On my main desktop system I use an old Lexmark (aka IBM) clicky clacky
keyboard from the PC/AT era. I have yet to wear it out. I tried using it in an
open office setting but my co-workers complained about the noise. I grudgingly
used a Logitech until I moved into a private office -- I just close the door.

------
Zekio
I recently switched away from a really old wireless Logitech keyboard to a
mechanical keyboard, I would really recommend anyone who haven't tried typing
on mechanical keyboard before, tries it because it just might change how they
look at a keyboard

------
foota
I'm using something like this: [http://www.bestbuy.com/site/insignia-usb-
keyboard-black/3489...](http://www.bestbuy.com/site/insignia-usb-keyboard-
black/3489041.p?skuId=3489041)

I'm actually quite happy with it. I think it looks nice and the keys seem to
press fairly well (not getting stuck, doesn't miss key presses). I haven't
upgraded mostly because I don't see much of a need for a different keyboard.

------
Eridrus
The only time I have been dissatisfied with a keyboard is when typing on other
people's Macs and feeling an incredibly short travel distance.

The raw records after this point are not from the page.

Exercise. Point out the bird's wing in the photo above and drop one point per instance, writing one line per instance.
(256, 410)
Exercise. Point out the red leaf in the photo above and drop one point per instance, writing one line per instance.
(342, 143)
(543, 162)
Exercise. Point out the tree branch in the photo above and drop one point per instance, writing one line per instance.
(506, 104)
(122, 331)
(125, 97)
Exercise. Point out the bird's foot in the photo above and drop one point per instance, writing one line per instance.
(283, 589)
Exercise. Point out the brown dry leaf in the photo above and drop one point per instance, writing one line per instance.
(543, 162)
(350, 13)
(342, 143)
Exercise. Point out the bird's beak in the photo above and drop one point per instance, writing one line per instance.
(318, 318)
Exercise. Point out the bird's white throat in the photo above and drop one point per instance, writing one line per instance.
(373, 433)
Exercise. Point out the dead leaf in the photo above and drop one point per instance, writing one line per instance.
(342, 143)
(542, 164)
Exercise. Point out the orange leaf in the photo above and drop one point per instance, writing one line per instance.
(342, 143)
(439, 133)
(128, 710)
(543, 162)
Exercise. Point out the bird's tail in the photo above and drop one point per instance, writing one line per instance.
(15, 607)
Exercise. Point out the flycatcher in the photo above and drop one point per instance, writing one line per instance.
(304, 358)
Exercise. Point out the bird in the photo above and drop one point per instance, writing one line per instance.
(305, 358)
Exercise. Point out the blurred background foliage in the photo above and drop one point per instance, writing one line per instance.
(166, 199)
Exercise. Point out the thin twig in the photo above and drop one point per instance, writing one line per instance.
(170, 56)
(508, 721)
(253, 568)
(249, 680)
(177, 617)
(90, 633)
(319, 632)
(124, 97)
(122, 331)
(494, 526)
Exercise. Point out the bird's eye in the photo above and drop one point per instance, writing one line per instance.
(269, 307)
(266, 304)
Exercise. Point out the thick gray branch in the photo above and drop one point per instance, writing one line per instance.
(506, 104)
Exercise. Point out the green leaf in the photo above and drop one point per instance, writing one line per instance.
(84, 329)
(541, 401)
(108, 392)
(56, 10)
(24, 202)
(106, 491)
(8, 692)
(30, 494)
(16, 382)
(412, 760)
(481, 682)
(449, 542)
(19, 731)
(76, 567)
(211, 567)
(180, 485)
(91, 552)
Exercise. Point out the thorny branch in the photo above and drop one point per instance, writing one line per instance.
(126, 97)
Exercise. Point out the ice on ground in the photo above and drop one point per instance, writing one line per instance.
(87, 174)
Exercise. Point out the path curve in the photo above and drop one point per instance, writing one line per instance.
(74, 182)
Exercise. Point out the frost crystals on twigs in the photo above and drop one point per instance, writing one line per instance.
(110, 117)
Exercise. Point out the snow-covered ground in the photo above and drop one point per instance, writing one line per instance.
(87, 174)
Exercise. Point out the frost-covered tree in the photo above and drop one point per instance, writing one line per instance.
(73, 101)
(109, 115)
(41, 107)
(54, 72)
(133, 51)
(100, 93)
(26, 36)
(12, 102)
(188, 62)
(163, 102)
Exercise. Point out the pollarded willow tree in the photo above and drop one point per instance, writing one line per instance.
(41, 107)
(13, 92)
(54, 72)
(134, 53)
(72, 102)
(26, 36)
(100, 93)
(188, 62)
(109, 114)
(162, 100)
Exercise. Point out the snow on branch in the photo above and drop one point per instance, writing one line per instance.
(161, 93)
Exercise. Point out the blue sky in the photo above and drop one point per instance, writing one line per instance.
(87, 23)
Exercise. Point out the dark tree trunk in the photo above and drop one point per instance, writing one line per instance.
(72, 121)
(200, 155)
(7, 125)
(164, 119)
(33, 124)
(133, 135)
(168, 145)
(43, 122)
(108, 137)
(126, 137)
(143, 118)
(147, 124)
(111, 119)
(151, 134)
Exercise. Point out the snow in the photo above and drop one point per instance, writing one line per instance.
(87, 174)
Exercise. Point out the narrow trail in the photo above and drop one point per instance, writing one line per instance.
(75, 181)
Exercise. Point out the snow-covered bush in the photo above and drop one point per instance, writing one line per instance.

Most cheap keyboard have enough travel that I have no real issue with them.

I have tried the many keyboards that keyboard aficionados around me have
bought or built but have never really felt like they were actually better,
rather than just pretentiously different.

------
LarryMade2
I use at least three separate computers regularly and probably eight on and
off in the course of a year - not including the ones I work on helping others.

I think being flexible in able to adapt to a variety keyboards is kinda cool
myself. Especially when some are 30-40 year old ones.

------
switch007
I found a ~$20 Logitech I can just about stand. I don't use a mechanical
keyboard in the office out of respect for my colleagues. If I had a private
office I certainly would!